HERKES DERSİNİ ALDI, ÇÖZÜM ZAMANI
RECAİ Dalaş, “Tavan fiyat uygulamasına gelecek sene de devam edilmesinin sonuçları ne olur?” sorusunu ise şöyle yanıtladı: “Bunu düşünmek bile ürkütücü. Sigortacılığın gelişmesine bu denli katkıda bulunan Hazine yönetiminin makro ölçekte benden farklı düşündüğünü sanmıyorum. Tavan fiyat uygulamasına giden yolda şirketlerin de hataları oldu, arzu edilmeyen müşterilere yüksek fiyatlar çıkardı. Hazine rahatsızlığını iletti, ancak istenen gelişme sağlanamadı, tansiyon yükseldi ve bugünlere gelindi. Artık herkes dersini aldı. Şimdi sükunet içinde çözüm bulmak gerekiyor. Hazine’nin kendi çabaları ile yıllar içinde oluşturduğu bu kazanımlardan bir çırpıda vazgeçeceğini düşünmek gerçekçi olmaz. Makul bir geçiş planı ile serbest tarifeye geri dönüleceğini düşünüyorum.

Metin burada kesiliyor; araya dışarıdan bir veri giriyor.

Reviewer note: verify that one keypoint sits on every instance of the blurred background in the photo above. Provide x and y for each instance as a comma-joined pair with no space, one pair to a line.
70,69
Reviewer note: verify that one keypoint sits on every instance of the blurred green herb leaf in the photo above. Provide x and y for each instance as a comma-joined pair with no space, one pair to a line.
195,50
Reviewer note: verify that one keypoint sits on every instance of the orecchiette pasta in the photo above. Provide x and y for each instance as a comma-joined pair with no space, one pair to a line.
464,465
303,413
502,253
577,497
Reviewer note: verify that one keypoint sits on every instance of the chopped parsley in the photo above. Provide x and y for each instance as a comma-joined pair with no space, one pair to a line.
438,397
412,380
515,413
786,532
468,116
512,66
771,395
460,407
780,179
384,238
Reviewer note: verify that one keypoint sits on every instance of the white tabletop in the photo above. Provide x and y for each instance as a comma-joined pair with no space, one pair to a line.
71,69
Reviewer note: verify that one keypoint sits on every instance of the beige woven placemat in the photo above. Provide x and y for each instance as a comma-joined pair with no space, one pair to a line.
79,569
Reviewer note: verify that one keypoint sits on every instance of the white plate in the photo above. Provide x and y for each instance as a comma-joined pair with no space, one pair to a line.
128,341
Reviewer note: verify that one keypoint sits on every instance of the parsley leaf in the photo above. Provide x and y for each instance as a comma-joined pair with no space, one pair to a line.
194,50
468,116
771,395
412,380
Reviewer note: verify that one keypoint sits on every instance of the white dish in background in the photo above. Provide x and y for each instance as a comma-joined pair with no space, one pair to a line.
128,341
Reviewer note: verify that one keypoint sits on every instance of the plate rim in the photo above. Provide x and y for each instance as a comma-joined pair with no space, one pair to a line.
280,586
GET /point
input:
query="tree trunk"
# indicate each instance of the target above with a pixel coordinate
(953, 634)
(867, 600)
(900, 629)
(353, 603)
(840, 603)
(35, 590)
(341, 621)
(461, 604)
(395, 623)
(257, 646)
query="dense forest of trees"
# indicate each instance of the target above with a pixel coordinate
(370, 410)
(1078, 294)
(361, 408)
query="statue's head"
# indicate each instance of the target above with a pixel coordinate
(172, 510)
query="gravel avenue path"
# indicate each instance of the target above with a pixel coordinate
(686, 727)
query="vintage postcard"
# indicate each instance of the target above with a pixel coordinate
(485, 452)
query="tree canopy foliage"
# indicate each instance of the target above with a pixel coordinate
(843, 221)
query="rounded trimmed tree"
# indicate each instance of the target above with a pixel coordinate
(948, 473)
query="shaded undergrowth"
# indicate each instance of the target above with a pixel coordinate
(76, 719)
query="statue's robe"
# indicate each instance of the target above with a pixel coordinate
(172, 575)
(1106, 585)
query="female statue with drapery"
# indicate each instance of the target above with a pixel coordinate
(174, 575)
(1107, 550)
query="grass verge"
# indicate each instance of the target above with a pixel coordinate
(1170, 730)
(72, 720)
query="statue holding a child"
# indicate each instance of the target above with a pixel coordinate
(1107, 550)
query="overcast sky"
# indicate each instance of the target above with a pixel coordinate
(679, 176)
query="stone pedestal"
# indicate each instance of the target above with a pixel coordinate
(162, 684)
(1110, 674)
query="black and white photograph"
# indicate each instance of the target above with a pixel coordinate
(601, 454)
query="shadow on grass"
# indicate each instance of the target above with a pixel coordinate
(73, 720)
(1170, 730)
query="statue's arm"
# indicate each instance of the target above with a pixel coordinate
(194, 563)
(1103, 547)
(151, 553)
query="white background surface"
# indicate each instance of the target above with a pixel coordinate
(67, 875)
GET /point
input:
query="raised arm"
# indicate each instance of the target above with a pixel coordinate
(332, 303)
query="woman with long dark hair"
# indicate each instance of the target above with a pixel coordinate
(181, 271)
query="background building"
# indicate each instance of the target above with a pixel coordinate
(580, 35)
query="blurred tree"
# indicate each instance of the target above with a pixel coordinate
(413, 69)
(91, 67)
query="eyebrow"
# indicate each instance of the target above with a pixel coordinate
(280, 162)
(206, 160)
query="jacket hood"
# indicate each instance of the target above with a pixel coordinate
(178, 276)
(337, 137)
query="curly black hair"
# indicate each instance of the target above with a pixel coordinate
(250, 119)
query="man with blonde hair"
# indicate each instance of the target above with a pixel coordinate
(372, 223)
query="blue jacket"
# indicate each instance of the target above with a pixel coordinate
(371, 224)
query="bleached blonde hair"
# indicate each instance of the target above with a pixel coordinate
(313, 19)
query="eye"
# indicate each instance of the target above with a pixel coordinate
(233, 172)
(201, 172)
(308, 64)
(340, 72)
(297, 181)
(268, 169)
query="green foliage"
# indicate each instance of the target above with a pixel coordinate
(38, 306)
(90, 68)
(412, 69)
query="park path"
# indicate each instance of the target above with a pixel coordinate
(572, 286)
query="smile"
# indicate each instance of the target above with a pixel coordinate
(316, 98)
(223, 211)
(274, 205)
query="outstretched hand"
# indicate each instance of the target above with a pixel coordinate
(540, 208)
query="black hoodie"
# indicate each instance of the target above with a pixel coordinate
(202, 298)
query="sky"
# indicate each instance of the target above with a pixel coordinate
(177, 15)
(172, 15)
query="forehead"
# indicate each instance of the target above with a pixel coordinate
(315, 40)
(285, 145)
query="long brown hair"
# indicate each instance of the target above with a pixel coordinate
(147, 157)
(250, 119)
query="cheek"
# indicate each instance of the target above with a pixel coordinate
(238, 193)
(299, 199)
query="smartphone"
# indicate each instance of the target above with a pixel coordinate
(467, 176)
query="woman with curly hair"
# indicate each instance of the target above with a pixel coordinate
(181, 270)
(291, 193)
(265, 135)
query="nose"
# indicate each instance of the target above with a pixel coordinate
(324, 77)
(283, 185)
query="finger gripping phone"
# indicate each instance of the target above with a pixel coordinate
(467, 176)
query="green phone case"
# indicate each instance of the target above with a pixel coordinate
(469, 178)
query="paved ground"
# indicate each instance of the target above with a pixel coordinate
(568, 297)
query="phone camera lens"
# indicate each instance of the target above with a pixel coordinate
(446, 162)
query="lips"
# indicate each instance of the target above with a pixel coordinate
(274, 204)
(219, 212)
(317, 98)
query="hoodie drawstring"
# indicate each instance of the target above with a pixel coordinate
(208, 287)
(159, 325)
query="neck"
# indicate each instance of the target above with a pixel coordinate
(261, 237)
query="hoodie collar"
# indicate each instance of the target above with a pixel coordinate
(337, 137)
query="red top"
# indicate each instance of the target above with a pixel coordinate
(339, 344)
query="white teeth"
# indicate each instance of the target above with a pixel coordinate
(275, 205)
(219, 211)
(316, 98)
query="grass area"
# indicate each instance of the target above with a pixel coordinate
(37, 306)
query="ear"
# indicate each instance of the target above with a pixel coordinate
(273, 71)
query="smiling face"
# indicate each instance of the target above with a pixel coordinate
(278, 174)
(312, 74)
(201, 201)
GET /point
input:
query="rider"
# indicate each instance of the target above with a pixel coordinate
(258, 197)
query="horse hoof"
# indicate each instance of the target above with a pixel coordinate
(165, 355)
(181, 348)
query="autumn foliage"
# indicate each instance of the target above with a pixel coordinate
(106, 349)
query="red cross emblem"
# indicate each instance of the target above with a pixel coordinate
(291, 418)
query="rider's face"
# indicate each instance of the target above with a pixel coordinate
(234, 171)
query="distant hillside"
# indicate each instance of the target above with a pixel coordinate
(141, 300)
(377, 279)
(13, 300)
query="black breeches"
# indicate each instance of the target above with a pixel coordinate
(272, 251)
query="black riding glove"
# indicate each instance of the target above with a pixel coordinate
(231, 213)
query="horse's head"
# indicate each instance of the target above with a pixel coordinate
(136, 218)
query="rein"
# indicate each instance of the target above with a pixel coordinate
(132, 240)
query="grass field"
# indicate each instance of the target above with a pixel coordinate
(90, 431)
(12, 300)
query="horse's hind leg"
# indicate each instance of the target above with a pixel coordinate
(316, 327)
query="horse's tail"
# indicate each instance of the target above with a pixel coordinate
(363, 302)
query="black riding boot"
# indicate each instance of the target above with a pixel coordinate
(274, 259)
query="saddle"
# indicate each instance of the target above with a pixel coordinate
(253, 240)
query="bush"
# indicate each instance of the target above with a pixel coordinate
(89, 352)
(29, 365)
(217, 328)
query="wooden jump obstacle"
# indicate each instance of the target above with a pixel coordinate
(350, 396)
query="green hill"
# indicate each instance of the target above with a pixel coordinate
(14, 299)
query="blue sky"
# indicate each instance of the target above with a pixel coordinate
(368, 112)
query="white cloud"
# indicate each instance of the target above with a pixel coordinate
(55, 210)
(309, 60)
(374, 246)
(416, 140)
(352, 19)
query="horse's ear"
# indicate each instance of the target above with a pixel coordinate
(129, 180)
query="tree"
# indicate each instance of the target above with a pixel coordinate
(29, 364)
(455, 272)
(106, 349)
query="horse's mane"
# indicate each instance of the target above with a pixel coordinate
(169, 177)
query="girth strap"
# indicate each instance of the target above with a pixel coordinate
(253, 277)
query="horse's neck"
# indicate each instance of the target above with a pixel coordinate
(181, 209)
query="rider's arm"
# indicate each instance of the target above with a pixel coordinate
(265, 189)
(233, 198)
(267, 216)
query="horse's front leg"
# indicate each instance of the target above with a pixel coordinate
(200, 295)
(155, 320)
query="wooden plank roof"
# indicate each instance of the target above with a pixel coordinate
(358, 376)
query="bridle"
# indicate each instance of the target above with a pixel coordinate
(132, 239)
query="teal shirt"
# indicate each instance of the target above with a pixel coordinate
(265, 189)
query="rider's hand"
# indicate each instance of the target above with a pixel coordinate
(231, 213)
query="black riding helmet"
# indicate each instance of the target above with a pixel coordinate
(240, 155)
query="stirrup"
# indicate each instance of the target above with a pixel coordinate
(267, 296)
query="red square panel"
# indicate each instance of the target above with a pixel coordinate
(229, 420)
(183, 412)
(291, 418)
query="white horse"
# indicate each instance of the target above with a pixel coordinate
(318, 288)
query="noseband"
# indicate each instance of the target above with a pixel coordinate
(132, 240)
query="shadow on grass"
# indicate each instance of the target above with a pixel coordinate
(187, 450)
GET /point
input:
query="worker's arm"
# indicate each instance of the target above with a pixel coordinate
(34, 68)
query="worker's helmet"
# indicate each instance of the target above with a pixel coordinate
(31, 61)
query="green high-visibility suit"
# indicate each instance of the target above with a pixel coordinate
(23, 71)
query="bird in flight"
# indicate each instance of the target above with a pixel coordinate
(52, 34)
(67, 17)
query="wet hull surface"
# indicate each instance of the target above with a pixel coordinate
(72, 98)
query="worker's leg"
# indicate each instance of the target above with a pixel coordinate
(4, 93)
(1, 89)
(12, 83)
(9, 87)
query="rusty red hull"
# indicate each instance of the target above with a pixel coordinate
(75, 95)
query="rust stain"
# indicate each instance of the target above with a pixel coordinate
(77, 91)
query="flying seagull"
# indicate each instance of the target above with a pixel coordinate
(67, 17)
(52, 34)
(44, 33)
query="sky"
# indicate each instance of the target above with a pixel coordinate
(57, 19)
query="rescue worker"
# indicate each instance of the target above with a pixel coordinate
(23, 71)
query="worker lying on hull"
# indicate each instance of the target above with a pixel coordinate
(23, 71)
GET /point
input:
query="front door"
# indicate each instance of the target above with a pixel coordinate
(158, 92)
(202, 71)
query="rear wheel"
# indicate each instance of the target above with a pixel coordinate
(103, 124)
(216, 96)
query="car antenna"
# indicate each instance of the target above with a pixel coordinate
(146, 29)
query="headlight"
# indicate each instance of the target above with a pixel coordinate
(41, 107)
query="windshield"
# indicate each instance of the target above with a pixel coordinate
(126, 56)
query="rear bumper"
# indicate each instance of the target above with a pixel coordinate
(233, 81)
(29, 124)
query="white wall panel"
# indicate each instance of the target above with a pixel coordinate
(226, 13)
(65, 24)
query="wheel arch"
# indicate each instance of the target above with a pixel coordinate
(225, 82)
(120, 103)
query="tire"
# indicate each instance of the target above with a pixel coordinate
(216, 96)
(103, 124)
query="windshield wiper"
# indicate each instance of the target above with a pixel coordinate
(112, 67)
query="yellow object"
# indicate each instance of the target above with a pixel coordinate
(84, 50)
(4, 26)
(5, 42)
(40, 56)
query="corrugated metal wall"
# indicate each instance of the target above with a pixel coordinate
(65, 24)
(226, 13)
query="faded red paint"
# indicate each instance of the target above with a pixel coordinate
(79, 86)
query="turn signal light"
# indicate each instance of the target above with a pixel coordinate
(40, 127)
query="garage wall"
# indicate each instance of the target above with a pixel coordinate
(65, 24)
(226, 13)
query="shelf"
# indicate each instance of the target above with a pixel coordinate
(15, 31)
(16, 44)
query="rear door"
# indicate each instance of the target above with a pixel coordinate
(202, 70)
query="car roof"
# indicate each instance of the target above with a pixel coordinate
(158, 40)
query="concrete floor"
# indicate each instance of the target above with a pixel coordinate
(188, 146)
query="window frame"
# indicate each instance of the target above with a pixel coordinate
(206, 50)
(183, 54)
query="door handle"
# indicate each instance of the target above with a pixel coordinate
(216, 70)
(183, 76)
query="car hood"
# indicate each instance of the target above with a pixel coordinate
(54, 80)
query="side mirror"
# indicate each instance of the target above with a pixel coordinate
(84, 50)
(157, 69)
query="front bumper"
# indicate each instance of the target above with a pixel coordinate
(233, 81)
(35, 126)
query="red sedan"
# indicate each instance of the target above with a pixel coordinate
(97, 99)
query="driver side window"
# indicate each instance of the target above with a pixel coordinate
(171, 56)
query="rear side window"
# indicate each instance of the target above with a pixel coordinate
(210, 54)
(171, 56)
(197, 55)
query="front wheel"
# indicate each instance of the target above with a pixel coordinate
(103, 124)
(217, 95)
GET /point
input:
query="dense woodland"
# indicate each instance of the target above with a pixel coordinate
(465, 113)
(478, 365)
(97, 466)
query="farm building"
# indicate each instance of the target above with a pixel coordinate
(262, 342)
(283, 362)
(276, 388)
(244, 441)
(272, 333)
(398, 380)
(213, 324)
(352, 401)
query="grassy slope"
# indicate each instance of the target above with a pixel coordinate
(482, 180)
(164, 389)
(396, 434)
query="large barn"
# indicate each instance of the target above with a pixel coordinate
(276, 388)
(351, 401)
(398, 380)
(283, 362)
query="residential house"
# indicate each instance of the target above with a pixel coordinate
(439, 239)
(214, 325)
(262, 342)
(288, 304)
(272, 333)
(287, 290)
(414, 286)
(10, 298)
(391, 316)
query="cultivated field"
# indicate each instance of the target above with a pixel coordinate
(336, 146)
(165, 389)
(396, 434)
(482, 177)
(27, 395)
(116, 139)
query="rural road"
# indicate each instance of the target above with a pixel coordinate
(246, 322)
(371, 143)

Bazı hızlı kazanım alanlar da var mesela. Örneğin, özel-tüzel müşteri ayrımına bu düzenlemede yer verilmedi. Bu küçük düzenleme bile bireysel müşteriler aleyhine bozulan adaletin sağlanmasına ve şirketlerin bir miktar rahatlamasına imkan sağlayacaktır.”